Use this link for the full version of the press release: http://www.aegon.com/en/Home/Media/Press-Releases/2012/2012/AEGON-delivers-strong-earnings-growth-and-increased-value-of-new-business-/
Cautionary note regarding non-GAAP measures
This document includes certain non-GAAP financial measures: underlying earnings before tax and market consistent value of new business. The reconciliation of underlying earnings before tax to the most comparable IFRS measure is provided in Note 3 "Segment information" of Aegon's Condensed consolidated interim financial statements. Market consistent value of new business is not based on IFRS, which are used to report Aegon's primary financial statements and should not be viewed as a substitute for IFRS financial measures.
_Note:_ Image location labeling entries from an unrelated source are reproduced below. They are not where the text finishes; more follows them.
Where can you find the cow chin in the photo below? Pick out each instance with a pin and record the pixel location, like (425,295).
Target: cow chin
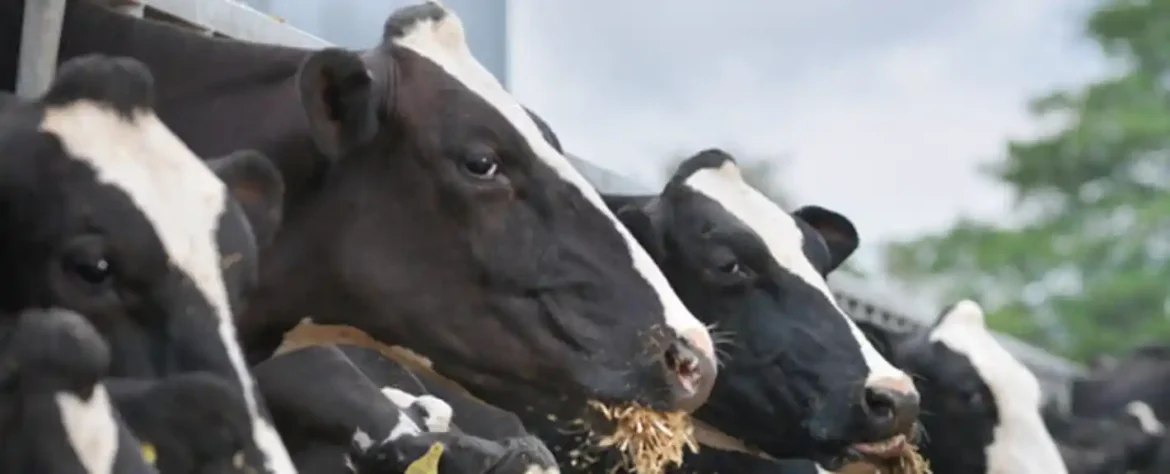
(803,420)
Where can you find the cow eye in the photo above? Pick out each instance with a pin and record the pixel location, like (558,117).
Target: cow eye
(734,268)
(95,272)
(88,262)
(481,164)
(975,399)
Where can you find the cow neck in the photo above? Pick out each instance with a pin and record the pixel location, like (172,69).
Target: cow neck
(309,334)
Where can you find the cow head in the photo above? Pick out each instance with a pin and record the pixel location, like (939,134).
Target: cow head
(445,222)
(55,414)
(108,214)
(1142,373)
(981,406)
(799,378)
(1126,441)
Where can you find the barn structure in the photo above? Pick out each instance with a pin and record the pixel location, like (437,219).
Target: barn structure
(486,21)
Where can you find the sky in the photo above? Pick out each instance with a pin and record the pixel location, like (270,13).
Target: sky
(883,111)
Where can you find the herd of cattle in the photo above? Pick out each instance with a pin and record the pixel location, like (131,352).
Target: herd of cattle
(174,205)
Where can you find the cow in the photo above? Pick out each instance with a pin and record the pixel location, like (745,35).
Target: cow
(799,379)
(981,406)
(424,208)
(55,414)
(1124,442)
(107,213)
(382,418)
(1141,375)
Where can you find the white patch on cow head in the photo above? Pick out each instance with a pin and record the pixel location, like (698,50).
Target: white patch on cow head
(1146,417)
(183,199)
(444,42)
(91,428)
(1021,444)
(406,425)
(436,413)
(783,236)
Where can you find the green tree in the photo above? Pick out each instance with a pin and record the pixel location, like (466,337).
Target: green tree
(1086,268)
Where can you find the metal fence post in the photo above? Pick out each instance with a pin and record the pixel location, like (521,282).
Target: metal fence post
(39,42)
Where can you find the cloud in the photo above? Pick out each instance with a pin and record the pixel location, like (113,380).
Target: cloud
(887,109)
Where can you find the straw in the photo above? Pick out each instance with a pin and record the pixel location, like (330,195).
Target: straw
(648,440)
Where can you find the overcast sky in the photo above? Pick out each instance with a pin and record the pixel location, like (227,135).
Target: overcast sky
(885,108)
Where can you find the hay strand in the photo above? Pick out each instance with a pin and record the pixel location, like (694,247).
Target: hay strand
(648,440)
(910,462)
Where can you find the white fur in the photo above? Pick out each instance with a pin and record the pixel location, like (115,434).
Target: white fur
(183,199)
(436,412)
(91,428)
(439,413)
(444,43)
(1146,417)
(779,232)
(1021,442)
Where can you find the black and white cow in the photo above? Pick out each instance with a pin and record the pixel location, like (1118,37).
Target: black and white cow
(799,378)
(107,213)
(1141,375)
(55,414)
(371,414)
(981,406)
(1126,442)
(488,252)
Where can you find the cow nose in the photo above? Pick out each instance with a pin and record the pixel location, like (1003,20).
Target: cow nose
(890,406)
(692,369)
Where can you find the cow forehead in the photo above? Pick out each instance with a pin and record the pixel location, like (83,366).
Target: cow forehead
(775,227)
(181,199)
(90,427)
(440,39)
(784,240)
(1010,382)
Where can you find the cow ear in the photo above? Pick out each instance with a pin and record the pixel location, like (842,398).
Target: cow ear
(644,228)
(837,229)
(337,94)
(257,186)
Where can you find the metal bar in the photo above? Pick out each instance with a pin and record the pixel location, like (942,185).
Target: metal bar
(39,43)
(233,19)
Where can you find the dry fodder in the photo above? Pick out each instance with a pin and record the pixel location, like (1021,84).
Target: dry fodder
(910,461)
(649,441)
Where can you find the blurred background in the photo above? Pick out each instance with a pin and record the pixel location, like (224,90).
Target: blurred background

Aegon may define and calculate market consistent value of new business differently than other companies. Aegon believes that these non-GAAP measures, together with the IFRS information, provide meaningful supplemental information that Aegon's management uses to run its business as well as useful information for the investment community to evaluate Aegon's business relative to the businesses of its peers.
Local currencies and constant currency exchange rates
This document contains certain information about Aegon's results, financial condition and revenue generating investments presented in USD for the Americas and GBP for the United Kingdom, because those businesses operate and are managed primarily in those currencies. Certain comparative information presented on a constant currency basis eliminates the effects of changes in currency exchange rates. None of this information is a substitute for or superior to financial information about Aegon presented in EUR, which is the currency of Aegon's primary financial statements.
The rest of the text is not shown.